A force de lire et d’entendre que les universités sont des entreprises préoccupées de rentabiliser les connaissances (au bénéfice de l’économie et des entreprises) et les formations des étudiants (au bénéfice des entreprises et de l’économie), on a fini par oublier qu’apprendre, réfléchir, argumenter, découvrir, questionner étaient autant de leviers d’émancipation individuelle et sociale. Une société et des citoyens libres ont besoin de pouvoir accéder à un savoir qui leur permet d’entretenir et de développer cette liberté. C’est d’autant plus précieux et nécessaire dans le contexte ambigu d’une « société de la connaissance » qui n’a d’autre exigence que de rentabiliser ladite connaissance au détriment de la pensée critique qu’elle pourrait nourrir.
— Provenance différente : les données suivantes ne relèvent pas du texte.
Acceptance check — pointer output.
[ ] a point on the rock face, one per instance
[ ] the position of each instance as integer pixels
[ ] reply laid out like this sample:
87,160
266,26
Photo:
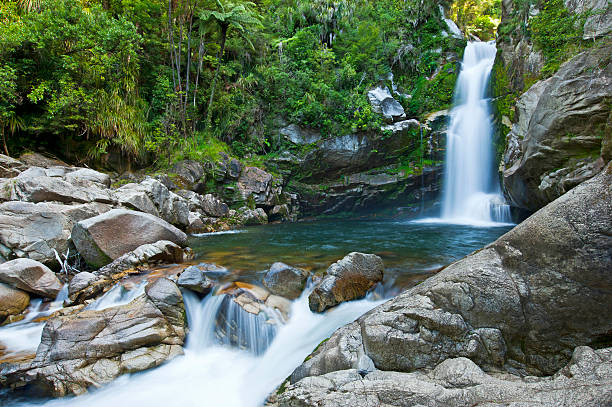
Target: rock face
91,348
106,237
286,281
347,279
31,276
505,306
383,102
195,279
12,301
35,230
563,133
585,381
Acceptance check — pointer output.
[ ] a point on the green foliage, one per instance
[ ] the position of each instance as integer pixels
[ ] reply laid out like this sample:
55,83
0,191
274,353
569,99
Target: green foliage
557,33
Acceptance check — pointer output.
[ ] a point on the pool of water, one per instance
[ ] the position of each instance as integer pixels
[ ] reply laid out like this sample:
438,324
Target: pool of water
411,251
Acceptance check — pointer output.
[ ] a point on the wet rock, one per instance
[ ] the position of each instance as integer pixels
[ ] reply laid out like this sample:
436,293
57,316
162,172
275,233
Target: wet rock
256,183
562,128
12,301
170,206
106,237
383,102
286,281
194,278
91,348
189,172
347,279
9,167
460,382
31,276
163,251
299,135
251,217
504,307
29,186
134,196
35,230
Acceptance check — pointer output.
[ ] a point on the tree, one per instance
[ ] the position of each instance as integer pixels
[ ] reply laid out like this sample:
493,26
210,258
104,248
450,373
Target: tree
239,16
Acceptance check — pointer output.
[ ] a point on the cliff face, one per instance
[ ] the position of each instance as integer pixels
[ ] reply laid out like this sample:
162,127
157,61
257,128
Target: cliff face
554,132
Ainsi, médias publics et surtout privés, réseaux sociaux, communication politique et commerciale, ont-ils fait main basse sur la production d’informations, laissant à l’école et singulièrement à l’université la responsabilité de former des citoyens qui apprennent utile, c’est-à-dire davantage capables de s’adapter au contexte politique et économique que de le remettre en question. D’où les dénonciations régulières de l’inadéquation de certaines disciplines aux exigences économiques ou à la réalité politique. Qu’il s’agisse du mépris à l’égard de l’inutilité des sciences humaines manifesté entre autres au Royaume Uni ou au Japon par les tenants de l’idéologie consumériste, de l’attaque en règle des sciences politiques par un pouvoir turc plus soucieux de sa pérennité que de démocratie ou encore d’un premier ministre français pressé de démolir ces empêcheurs de gouverner en rond que sont les sociologues, les exemples se multiplient du rétrécissement progressif de la liberté de pensée. Or celle-ci ne se confond pas comme on voudrait le faire croire, avec la liberté d’expression. On peut être libre d’exprimer des choses inoffensives car non pensées, non réfléchies. C’est cela que le  marché, sous de faux airs de démocratie, tend à généraliser : une médiocrité intellectuelle suffisante pour laisser penser aux individus qu’ils sont autonomes, mais incapable par ailleurs de conduire à une contestation argumentée et organisée des différents pouvoirs.